Die Bücher gibt es sowohl für STEP 5 als auch für STEP 7.

http://www.vieweg.de/index.php?do=l...ellenreuther&quick.x=4&quick.y=3&product=book

Gruß Kai


----------



## volker (14 September 2005)

wir hatten hier im forum schon mehrmals die frage nach schulungen / -unterlagen.

musst du mal ein bisschen suchen. :wink: 

diese seiten habe ich auf die schnelle gefunden. solltest du dir mal ansehen.


http://www2.automation.siemens.com/fea/html_00/down_module.htm
http://www.sps-forum.de/phpBB2/viewtopic.php?t=4038&start=0
http://www.sps-forum.de/phpBB2/viewtopic.php?t=717&highlight=sps+kurs
http://www.sps-forum.de/phpBB2/viewtopic.php?t=950&highlight=sps+kurs


----------



## waldy (14 September 2005)

Hallo,
habe die Bücher schon früher mal gelesen - na ja.
Ich würde sagen - das für Einsteiger ist das schwirig.
OK - ich habe schon Grundkenntnisse von Simatic- kann ich etwas schon verstehen. Ohne diese Grundkenntnisse  - wie eine neue Stern entdecken.

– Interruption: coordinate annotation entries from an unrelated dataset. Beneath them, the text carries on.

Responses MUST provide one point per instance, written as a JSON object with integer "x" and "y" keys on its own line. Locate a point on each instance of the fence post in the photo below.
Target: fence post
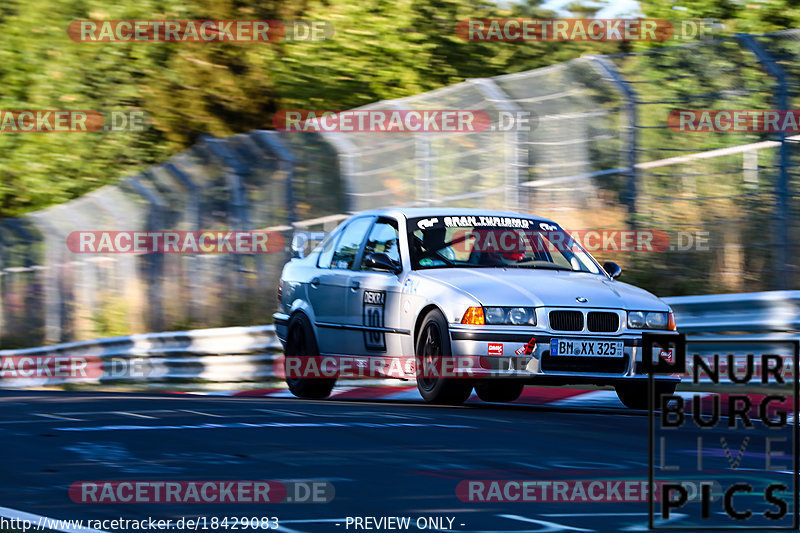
{"x": 516, "y": 157}
{"x": 271, "y": 140}
{"x": 610, "y": 72}
{"x": 781, "y": 188}
{"x": 347, "y": 166}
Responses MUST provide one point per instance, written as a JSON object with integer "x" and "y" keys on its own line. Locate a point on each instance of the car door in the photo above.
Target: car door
{"x": 374, "y": 299}
{"x": 328, "y": 289}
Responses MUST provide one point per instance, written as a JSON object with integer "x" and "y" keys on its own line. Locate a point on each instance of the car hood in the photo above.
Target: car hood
{"x": 538, "y": 288}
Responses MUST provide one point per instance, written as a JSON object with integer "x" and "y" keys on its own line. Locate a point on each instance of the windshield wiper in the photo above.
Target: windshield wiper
{"x": 542, "y": 267}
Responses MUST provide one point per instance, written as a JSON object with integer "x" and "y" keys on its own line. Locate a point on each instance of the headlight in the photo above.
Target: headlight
{"x": 647, "y": 320}
{"x": 518, "y": 316}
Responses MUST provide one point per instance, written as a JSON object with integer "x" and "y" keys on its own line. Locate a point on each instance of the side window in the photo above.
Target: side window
{"x": 346, "y": 249}
{"x": 384, "y": 238}
{"x": 326, "y": 254}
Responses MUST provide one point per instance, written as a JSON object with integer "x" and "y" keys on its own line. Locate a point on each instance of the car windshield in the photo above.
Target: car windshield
{"x": 494, "y": 241}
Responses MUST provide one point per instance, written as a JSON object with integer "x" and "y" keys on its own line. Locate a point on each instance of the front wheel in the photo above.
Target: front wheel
{"x": 300, "y": 342}
{"x": 634, "y": 395}
{"x": 433, "y": 348}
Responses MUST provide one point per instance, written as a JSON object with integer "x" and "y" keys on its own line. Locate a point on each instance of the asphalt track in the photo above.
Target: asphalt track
{"x": 401, "y": 458}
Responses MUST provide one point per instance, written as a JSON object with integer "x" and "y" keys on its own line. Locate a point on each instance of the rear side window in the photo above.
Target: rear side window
{"x": 344, "y": 254}
{"x": 326, "y": 254}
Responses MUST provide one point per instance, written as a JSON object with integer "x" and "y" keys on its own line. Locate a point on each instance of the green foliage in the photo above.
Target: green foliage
{"x": 381, "y": 49}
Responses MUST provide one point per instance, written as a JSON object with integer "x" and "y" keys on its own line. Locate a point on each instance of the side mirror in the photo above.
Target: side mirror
{"x": 299, "y": 245}
{"x": 612, "y": 269}
{"x": 381, "y": 261}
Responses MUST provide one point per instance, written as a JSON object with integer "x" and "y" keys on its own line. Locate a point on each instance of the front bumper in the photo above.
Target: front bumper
{"x": 540, "y": 367}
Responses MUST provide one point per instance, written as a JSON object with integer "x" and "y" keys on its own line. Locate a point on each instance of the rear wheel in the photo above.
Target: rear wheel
{"x": 634, "y": 395}
{"x": 433, "y": 348}
{"x": 498, "y": 390}
{"x": 300, "y": 342}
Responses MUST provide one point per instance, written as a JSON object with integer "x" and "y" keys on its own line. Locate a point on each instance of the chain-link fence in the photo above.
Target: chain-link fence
{"x": 599, "y": 154}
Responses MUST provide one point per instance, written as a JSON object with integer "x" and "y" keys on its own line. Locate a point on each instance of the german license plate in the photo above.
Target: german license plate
{"x": 586, "y": 348}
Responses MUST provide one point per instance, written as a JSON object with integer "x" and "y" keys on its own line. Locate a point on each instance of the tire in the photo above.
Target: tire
{"x": 300, "y": 342}
{"x": 634, "y": 395}
{"x": 433, "y": 344}
{"x": 498, "y": 390}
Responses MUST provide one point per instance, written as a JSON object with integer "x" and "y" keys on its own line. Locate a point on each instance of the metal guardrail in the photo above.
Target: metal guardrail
{"x": 774, "y": 311}
{"x": 249, "y": 354}
{"x": 219, "y": 355}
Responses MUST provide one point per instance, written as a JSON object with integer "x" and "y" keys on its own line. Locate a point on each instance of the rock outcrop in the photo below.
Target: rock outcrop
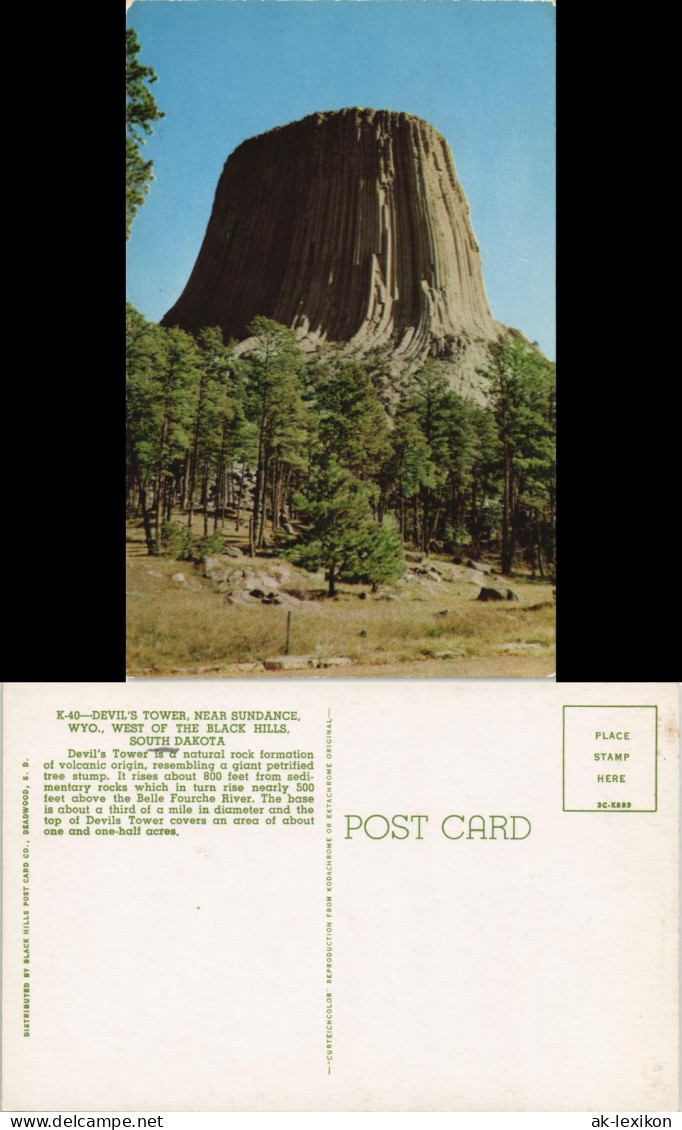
{"x": 348, "y": 226}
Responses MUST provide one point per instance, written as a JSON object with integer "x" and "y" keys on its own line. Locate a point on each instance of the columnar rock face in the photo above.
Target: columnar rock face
{"x": 348, "y": 226}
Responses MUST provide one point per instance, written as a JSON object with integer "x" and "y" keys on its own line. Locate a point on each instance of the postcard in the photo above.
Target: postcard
{"x": 399, "y": 895}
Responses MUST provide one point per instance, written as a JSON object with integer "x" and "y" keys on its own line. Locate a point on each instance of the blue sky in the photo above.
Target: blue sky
{"x": 480, "y": 72}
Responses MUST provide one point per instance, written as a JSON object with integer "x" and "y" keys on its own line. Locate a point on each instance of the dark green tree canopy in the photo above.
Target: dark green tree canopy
{"x": 140, "y": 111}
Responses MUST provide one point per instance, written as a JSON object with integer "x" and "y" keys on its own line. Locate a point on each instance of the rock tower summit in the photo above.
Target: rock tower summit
{"x": 347, "y": 226}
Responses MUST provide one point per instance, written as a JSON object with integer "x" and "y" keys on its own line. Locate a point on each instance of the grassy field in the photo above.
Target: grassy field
{"x": 422, "y": 626}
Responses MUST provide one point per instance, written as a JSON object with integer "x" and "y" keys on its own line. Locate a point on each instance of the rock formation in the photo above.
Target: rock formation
{"x": 351, "y": 227}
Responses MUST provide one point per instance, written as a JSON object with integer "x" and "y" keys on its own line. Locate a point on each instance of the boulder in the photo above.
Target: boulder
{"x": 480, "y": 566}
{"x": 489, "y": 593}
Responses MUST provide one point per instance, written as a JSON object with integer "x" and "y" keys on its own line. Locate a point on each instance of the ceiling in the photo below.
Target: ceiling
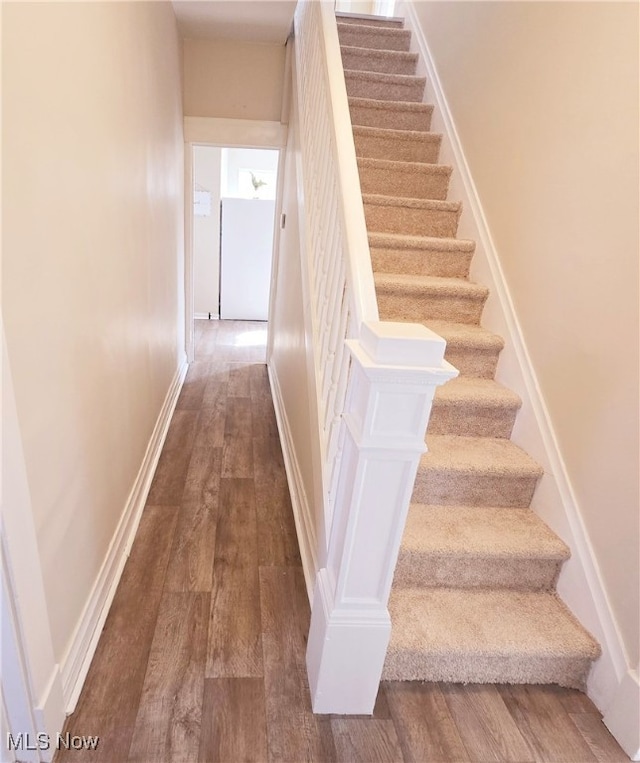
{"x": 266, "y": 21}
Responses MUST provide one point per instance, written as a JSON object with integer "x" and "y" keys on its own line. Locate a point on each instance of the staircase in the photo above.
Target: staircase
{"x": 473, "y": 598}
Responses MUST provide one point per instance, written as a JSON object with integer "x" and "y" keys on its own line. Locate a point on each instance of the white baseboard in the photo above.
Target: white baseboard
{"x": 580, "y": 584}
{"x": 622, "y": 717}
{"x": 75, "y": 665}
{"x": 302, "y": 514}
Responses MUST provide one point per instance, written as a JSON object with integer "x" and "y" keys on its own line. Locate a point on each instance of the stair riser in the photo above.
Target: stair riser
{"x": 390, "y": 118}
{"x": 410, "y": 91}
{"x": 468, "y": 420}
{"x": 377, "y": 39}
{"x": 500, "y": 668}
{"x": 385, "y": 64}
{"x": 393, "y": 181}
{"x": 375, "y": 22}
{"x": 421, "y": 262}
{"x": 473, "y": 489}
{"x": 398, "y": 150}
{"x": 396, "y": 306}
{"x": 476, "y": 572}
{"x": 410, "y": 221}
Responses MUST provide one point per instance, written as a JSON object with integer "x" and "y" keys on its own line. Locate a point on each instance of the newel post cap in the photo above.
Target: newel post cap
{"x": 402, "y": 344}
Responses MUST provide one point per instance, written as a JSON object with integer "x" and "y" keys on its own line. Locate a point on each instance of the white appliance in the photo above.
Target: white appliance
{"x": 246, "y": 251}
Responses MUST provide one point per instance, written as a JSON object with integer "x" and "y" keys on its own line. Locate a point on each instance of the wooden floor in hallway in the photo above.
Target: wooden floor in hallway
{"x": 202, "y": 657}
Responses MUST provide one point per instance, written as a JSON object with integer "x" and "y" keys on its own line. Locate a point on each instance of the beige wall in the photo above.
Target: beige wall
{"x": 233, "y": 80}
{"x": 92, "y": 240}
{"x": 545, "y": 100}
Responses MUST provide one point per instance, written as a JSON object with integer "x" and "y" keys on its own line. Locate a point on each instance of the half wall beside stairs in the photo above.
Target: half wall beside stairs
{"x": 474, "y": 591}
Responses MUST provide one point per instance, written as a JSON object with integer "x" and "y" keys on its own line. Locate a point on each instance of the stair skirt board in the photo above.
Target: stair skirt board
{"x": 473, "y": 598}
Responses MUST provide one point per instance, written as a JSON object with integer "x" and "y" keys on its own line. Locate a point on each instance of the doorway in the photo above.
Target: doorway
{"x": 234, "y": 203}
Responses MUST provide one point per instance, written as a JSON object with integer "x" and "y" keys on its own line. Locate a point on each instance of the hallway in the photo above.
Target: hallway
{"x": 202, "y": 656}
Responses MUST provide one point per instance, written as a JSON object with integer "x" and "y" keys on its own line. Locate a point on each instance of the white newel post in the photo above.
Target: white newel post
{"x": 395, "y": 370}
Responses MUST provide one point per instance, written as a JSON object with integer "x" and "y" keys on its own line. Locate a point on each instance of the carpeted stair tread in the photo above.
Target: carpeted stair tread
{"x": 403, "y": 297}
{"x": 422, "y": 217}
{"x": 486, "y": 636}
{"x": 371, "y": 36}
{"x": 475, "y": 471}
{"x": 425, "y": 243}
{"x": 404, "y": 179}
{"x": 474, "y": 408}
{"x": 393, "y": 22}
{"x": 397, "y": 145}
{"x": 396, "y": 115}
{"x": 384, "y": 87}
{"x": 420, "y": 255}
{"x": 386, "y": 61}
{"x": 492, "y": 455}
{"x": 473, "y": 596}
{"x": 473, "y": 350}
{"x": 473, "y": 547}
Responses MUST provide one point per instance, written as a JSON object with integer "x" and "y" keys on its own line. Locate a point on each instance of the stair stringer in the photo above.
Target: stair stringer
{"x": 580, "y": 584}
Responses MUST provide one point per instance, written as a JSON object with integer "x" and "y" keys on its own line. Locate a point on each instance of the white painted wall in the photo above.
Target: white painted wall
{"x": 92, "y": 290}
{"x": 236, "y": 80}
{"x": 206, "y": 233}
{"x": 291, "y": 371}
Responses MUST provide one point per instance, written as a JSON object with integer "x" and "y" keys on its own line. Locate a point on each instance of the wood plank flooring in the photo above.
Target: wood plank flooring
{"x": 202, "y": 657}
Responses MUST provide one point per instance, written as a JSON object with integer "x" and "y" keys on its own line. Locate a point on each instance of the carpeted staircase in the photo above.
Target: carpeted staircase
{"x": 473, "y": 598}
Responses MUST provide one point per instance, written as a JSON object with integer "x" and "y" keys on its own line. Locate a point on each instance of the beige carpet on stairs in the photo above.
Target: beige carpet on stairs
{"x": 473, "y": 597}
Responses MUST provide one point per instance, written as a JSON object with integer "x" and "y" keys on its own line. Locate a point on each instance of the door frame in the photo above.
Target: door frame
{"x": 221, "y": 133}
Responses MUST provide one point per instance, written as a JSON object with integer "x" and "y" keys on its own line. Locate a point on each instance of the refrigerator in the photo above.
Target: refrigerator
{"x": 246, "y": 253}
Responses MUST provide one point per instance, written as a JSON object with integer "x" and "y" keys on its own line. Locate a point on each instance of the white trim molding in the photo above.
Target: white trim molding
{"x": 622, "y": 716}
{"x": 396, "y": 368}
{"x": 76, "y": 662}
{"x": 580, "y": 584}
{"x": 246, "y": 133}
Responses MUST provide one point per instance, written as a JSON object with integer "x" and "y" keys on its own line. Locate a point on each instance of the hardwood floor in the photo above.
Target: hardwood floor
{"x": 202, "y": 657}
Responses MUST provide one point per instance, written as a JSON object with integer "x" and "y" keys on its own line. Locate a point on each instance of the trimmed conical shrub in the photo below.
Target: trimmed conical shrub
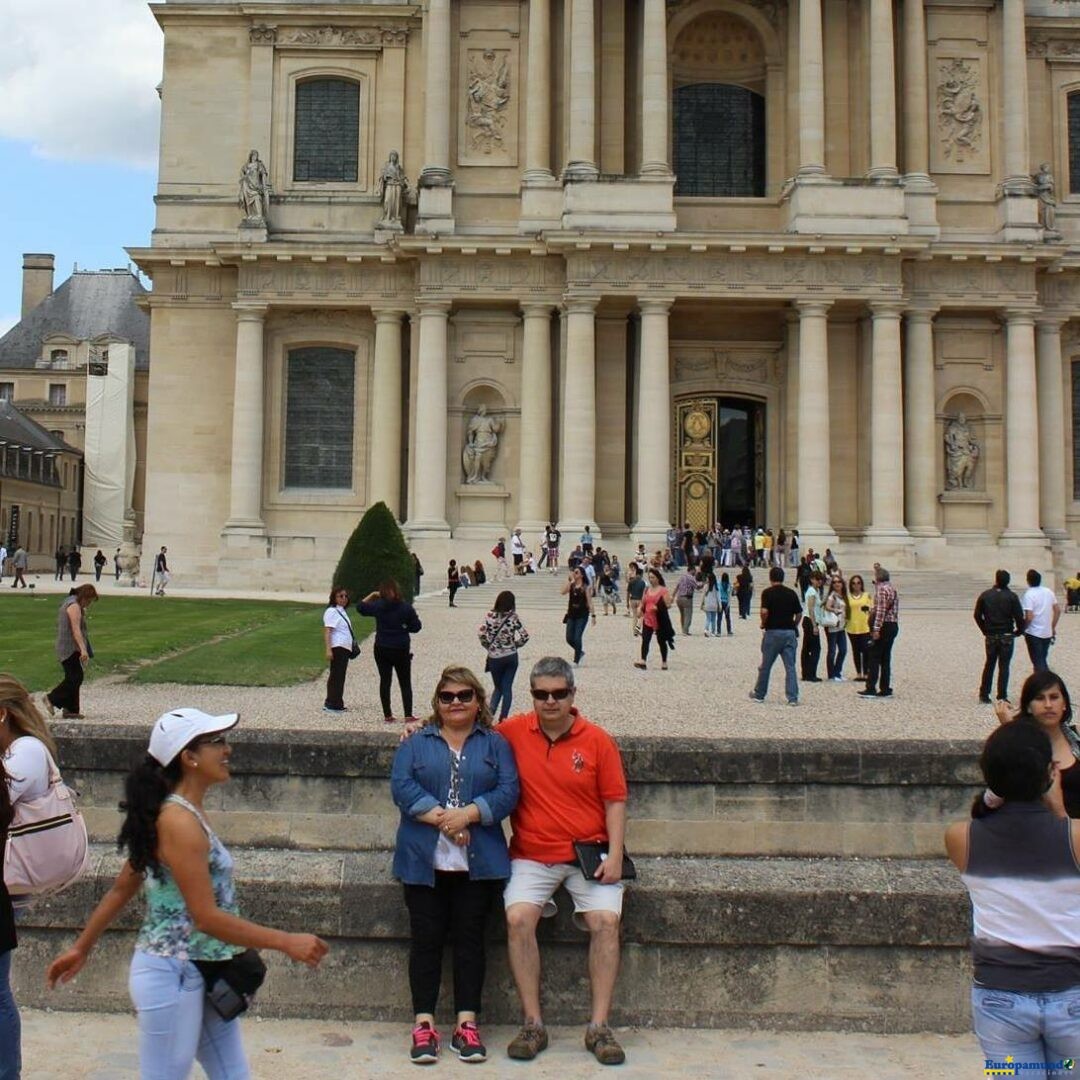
{"x": 376, "y": 552}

Aber ich finde eine Gutee Idee, hier in Forum eine Lehrgang für Einsteiger machen.
Eine erklärt - und alle folgen nach ihn und machen kleine Aufgabe. Das finde ich hier Super. Da kann man eine Thermin machen und hier melden sich bestmmt ein paar Leute, welche möchten hier ein bischen was lernen.
Ich habe hier füher in Forum schon über welche Funktion welche Frage gestellt - und erlich gesagt- hier habe ich deutliche erklärung bekommen als in zehn Bücher über diese Funktion lesen.
Das ist so ähnlich wie, wieviel ist 

2 plus 2 mal 2 durch 2 ist ?

kann jemand schon Richtige Antwort sagen?

gruß waldy / Energieelektroniker


----------



## Anonymous (14 September 2005)

Mit den Links von Volker hast du schon ne Menge Informationen zusammen.

Ich hab da nur noch einen Rat für dich... und nicht falsch verstehen.

Vielleicht solltest du dich nicht nur mit S7 beschäftigen, sondern auch deine Rechtschreibung etwas verbessern.


----------



## waldy (14 September 2005)

Hi, 
Dankie für Hinweis, mit Rechtschreibung bin ich auch dran.
gruß waldy


----------



## Josef (14 September 2005)

Hallo waldy,

Hier kommt die Aufgabe, ich hoffe sie gefaellt dir.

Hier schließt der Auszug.